Правило плохого парня
Шрифт:
Я не верю, что только что вывалила на него всю свою семейную драму.
И все же — мне легче. Хорошо хоть раз выплеснуть все это наружу.
Кроме Мэйси, я никому этого не говорила.
И уж точно не думала, что расскажу Сейнту Дэверо.
— Это длинный ответ. Короткий наверное: «у меня просто проблемы с папой», — усмехаюсь я хрипло, стараясь разбавить тяжелую атмосферу.
Ведь последнее, что ему, наверное, хочется слышать, это про мой семейный бардак. Я и сама стараюсь не думать об этом.
Но вот в чем жестокость прозрения: однажды оно приходит — и дороги назад нет. Есть только «до» и «после».
Я делаю еще один укус буррито, затем кладу остатки в коробку и поворачиваюсь к нему:
— А у тебя как? Ты близок со своими родителями?
Я чувствую, как он напрягается. Его рука скользит в волосы, откидывая их с лица.
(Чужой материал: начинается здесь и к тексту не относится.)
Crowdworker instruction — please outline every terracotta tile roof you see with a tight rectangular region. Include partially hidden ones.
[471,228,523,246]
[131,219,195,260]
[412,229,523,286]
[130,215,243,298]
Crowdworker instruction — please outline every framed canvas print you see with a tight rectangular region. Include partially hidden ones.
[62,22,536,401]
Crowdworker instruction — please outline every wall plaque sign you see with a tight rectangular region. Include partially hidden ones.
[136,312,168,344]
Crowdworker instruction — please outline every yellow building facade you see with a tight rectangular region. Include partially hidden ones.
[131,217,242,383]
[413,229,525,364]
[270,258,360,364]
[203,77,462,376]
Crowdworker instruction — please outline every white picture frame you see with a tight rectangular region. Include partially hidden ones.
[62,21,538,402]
Теперь они длиннее, падают на глаза, темные, словно сами отбрасывают тень.
— Сложный вопрос, сложный ответ, — наконец глухо говорит он. Голос хриплый, в нем слышна напряженность. Он закрывается, возводит стену, которую так хорошо умеет держать.
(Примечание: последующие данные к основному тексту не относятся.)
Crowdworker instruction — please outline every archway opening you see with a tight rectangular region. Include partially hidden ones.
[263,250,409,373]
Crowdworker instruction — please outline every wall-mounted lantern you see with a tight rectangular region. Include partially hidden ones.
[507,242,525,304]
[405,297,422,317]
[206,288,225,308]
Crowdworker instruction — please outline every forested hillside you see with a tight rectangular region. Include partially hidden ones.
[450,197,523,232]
— Ты не обязан рассказывать, Сейнт. Я знаю, как тяжело быть уязвимым. Знаю, как это хреново, — шепчу я.
В ответ тишина. И я бы не ждала другого.
Но он все же ее нарушает, выдыхая тяжело, надрывно:
— Мой батя — кусок дерьма. Пустое место, которое усложняет мою жизнь одним только своим существованием, — в его голосе жесткая сталь, но сквозь нее просачивается нечто похожее на… боль. Его брови сдвинуты, челюсть сжата, глаза горят мукой. — Похоже, у нас обоих проблемы с папашами, Золотая девочка.
Я опускаю взгляд на его ладонь рядом с моей и слегка касаюсь ее мизинцем, встречаясь с его темными глазами, в которых отражается то, что он так старается скрыть.
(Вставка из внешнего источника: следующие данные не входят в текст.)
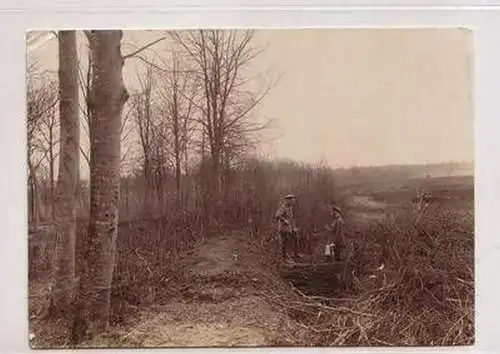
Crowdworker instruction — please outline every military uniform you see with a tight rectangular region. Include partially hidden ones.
[275,195,298,258]
[328,206,345,261]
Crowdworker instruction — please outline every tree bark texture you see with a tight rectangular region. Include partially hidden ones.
[50,31,80,314]
[73,30,128,342]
И я вижу его яснее, чем когда-либо. Это пугает. И завораживает.
Я вижу Сейнта, который рисовал супергероев с больным мальчиком в палате — только потому, что тот попросил.
Я вижу Сейнта, который до изнеможения пашет на льду каждую неделю, чтобы быть лучшим.
Я вижу Сейнта, который смеется своим редким, настоящим смехом, подшучивая над старым механиком, которого явно любит и уважает.
Я вижу ту его сторону, что он прячет от мира. И мне хочется коснуться ее. Удержать.
Сохранить.
Поднимаю руку и мягко кладу на его ладонь. Мы сидим так, в тишине, не говоря ни слова, не двигаясь.
Просто… существуем в этой тишине.
Сидим под звездным небом, на борту старого ржавого грузовика на стоянке автосервиса.
Пока он не переворачивает ладонь и не переплетает свои пальцы с моими, сжимая так крепко, словно боится отпустить.
ГЛАВА 35
СЕЙНТ
ЗОЛОТАЯ ДЕВОЧКА: Я виню тебя в своей зависимости от пиццы-буррито.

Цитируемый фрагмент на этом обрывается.